Another British woman, Rosemary Coogan, was selected as a career astronaut.
Esa said it wanted to widen the definition of what it means to have “the right stuff” to go into space.
This announcement does not mean McFall is guaranteed to go into orbit. Instead, he will be part of a feasibility programme to see what the requirements would be for that to be possible.
“It’s really important for us to involve everybody that has an excitement about space,” said Dr David Parker, Esa’s director of human and robotic space exploration.
“We’re making a first step by opening up this call to people that have certain types of physical disability, and we really hope we’ll be flying them on a mission to the International Space Station,” he told BBC News.
Esa will be working with Nasa on the feasibility study. They need to establish first that a para-astronaut’s inclusion wouldn’t compromise crew safety. It’s also possible the space vehicles in which they travel will need adaptations.

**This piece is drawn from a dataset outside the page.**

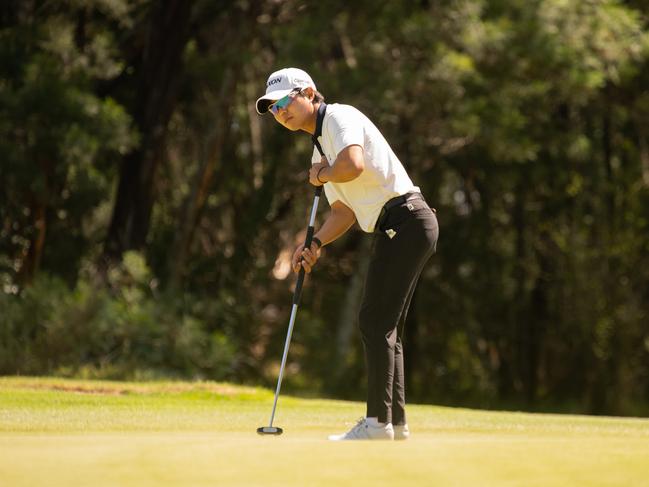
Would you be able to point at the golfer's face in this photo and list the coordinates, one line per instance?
(294, 115)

The five new “career” astronauts are guaranteed flights, assuming they come though their training.
They were chosen from more than 20,000 applicants. On the diversity theme, the number of women wanting to join the corps was up significantly on the last recruitment in 2009, and this has fed through to the final selection.
The announcement means that Samantha Cristoforetti will no longer be Esa’s sole female astronaut.
“I am just over-happy that finally we have some some new colleagues,” she said. “It’s going to be a much more diverse group, and I’m certainly looking forward to not being any more the only woman astronaut in the European astronaut corps. That’s important because the current composition of our corps does not reflect where we are in society.”
The announcement of the new astronauts was made here in Paris at the Grand Palais Éphémère, where Esa member states have been meeting to set the programmes and budget of the agency over the next three to five years.